Adrien Holleville, chargé de missions au parc naturel de la vallée d’Attert, nous a fait découvrir l’intérieur du bunker : « On peut voir les différentes micro-gites qu’on a posées. L’idée première, c’était de poser des briques et des planches en bois sur lesquelles les chauves-souris puissent se poser et trouver des cavités pour hiberner », explique-t-il.
Calme, froid et humidité importante
En effet, ce bunker est parfait pour hiberner. L’hiver, les chauves-souris ont besoin d’un lieu calme, silencieux et froid. « Ce que recherchent les chauves-souris durant un gîte d’hiver, c’est surtout une humidité importante. Et en fermant un peu le lieu, on permet ce maintien d’une humidité importante », affirme Adrien Holleville.
De l’autre côté de la commune, un second lieu inattendu est déjà dédié à ces animaux volants. Il s’agit d’un ancien transformateur du réseau de distribution électrique Ores. Ses quatre étages abritent d’ores et déjà des chauves-souris, il est donc recommandé de baisser la voix lorsque l’on rentre à l’intérieur.
« Un gîte d’été »
« Ici, c’est plutôt un gîte d’été.

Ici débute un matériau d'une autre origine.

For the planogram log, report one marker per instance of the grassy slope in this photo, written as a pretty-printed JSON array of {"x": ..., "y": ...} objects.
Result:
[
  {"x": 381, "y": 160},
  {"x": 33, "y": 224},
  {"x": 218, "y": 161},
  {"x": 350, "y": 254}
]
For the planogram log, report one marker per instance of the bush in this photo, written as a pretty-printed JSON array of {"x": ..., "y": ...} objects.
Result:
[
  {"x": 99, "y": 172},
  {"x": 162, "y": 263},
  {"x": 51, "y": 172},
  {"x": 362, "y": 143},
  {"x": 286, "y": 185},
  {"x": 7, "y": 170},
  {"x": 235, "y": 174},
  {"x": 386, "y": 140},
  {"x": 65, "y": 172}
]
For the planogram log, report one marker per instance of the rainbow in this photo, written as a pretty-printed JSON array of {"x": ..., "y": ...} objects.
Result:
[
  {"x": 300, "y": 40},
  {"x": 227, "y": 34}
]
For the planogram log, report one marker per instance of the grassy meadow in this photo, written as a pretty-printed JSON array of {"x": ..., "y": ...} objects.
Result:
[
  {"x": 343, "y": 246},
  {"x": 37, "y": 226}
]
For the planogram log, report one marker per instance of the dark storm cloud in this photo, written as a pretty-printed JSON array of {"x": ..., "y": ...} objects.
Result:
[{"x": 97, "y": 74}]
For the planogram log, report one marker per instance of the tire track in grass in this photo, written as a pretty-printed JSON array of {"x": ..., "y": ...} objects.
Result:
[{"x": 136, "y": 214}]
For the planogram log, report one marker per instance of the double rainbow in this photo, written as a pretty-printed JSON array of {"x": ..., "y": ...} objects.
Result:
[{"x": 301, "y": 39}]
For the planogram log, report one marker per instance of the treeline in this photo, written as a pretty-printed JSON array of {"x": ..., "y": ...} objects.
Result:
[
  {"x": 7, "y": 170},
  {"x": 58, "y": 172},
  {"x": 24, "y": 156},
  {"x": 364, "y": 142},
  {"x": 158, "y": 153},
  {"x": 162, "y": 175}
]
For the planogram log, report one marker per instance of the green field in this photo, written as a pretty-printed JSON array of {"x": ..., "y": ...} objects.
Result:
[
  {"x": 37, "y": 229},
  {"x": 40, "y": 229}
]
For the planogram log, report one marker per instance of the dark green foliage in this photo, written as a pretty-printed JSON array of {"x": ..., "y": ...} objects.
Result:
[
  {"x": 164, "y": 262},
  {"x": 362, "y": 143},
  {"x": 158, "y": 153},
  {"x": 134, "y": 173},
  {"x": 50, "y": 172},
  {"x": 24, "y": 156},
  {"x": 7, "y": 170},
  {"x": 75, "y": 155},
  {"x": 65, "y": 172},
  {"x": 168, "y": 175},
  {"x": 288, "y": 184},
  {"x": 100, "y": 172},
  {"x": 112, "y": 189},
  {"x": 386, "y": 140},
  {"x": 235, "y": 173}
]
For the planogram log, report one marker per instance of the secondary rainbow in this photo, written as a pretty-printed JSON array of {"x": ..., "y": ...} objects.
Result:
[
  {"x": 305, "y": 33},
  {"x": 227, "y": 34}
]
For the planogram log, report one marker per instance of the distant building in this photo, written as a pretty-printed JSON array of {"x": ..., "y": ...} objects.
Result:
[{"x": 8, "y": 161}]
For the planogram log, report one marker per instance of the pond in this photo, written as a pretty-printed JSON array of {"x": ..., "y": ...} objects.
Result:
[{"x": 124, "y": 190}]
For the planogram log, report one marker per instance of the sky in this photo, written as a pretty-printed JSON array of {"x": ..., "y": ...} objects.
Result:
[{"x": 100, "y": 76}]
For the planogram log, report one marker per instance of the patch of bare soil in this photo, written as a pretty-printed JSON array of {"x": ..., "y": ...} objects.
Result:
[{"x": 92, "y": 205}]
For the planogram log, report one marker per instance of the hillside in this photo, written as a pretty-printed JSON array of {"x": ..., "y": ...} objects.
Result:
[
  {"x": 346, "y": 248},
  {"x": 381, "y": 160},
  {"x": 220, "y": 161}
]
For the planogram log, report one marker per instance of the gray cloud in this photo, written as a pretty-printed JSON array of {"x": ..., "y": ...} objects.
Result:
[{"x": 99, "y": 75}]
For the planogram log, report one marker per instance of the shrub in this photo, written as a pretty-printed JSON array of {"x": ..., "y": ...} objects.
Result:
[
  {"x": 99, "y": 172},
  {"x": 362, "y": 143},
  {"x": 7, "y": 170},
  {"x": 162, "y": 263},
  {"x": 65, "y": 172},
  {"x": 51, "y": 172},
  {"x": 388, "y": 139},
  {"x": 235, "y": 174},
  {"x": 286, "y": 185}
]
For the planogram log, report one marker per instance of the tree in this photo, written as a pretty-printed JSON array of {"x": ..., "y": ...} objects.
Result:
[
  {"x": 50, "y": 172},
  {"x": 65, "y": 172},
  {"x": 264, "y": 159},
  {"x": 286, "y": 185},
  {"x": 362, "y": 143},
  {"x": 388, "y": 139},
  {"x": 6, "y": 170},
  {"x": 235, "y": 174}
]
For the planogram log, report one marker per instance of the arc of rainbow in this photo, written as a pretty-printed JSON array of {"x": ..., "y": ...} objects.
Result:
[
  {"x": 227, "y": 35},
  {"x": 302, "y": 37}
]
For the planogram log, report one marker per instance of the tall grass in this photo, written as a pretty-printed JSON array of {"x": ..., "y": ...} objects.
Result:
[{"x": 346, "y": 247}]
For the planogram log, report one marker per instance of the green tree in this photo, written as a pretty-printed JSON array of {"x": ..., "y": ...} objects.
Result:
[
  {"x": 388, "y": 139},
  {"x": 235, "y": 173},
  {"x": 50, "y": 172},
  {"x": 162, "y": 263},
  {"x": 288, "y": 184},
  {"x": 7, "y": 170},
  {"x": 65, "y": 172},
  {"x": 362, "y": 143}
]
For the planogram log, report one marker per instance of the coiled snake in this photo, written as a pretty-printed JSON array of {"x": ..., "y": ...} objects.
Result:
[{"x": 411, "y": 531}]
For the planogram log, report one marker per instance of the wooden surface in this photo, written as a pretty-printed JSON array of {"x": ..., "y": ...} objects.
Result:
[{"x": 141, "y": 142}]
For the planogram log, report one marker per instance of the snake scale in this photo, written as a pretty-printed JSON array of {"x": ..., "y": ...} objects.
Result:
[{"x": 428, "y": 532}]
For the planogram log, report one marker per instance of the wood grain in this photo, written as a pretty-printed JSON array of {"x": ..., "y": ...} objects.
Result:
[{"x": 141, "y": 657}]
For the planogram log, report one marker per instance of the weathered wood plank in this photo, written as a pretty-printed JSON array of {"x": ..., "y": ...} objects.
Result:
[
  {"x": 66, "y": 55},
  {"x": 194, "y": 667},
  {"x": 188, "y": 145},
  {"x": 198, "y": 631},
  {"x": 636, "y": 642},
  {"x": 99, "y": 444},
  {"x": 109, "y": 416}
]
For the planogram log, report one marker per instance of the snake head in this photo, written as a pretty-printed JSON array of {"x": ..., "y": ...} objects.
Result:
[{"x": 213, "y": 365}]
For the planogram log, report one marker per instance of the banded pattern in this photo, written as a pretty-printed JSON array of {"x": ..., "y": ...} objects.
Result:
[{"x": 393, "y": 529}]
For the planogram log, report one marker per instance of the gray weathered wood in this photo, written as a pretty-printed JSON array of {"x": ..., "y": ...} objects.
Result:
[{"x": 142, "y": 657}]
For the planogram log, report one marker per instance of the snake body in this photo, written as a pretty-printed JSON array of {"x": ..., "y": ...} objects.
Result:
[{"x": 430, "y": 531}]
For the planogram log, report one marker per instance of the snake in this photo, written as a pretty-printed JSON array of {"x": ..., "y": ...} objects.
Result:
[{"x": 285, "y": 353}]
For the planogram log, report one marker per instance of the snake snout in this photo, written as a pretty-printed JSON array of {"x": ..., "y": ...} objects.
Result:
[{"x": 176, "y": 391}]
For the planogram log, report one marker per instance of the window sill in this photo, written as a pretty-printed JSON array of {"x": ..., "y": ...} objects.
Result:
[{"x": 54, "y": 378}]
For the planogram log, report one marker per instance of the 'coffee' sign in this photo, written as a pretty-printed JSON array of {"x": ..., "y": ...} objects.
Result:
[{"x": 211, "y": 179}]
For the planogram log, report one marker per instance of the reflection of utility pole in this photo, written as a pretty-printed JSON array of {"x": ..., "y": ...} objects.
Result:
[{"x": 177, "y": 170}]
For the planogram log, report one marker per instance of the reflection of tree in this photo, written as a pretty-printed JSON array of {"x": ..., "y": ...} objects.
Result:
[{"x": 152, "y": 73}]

L’intérêt de cette tour, c’est vraiment que, durant l’été et au printemps, le soleil tape au niveau du toit et chauffe bien sous le toit pour qu’on atteigne une température autour des 35 degrés », avance encore Adrien Holleville. Les chauves-souris ne se situent donc pas au premier étage, mais plus haut.
« Les chauves-souris peuvent rentrer par la chiroptière (aménagement spécifique, souvent intégré dans la toiture ou un mur, servant d’accès sécurisé pour les chauves-souris vers un gîte comme un comble ou un grenier, NDLR) qu’on a installée ici. L’idée, c’est qu’elles s’agrippent sur le plafond ou qu’elles trouvent des interstices entre les planches de bois », précise le guide.
La commune d’Attert envisage de proposer le même aménagement à des privés propriétaires d’un bunker, et Natagora, association active en matière de protection de l’environnement, passerait faire des recensements de la population de chauve-souris.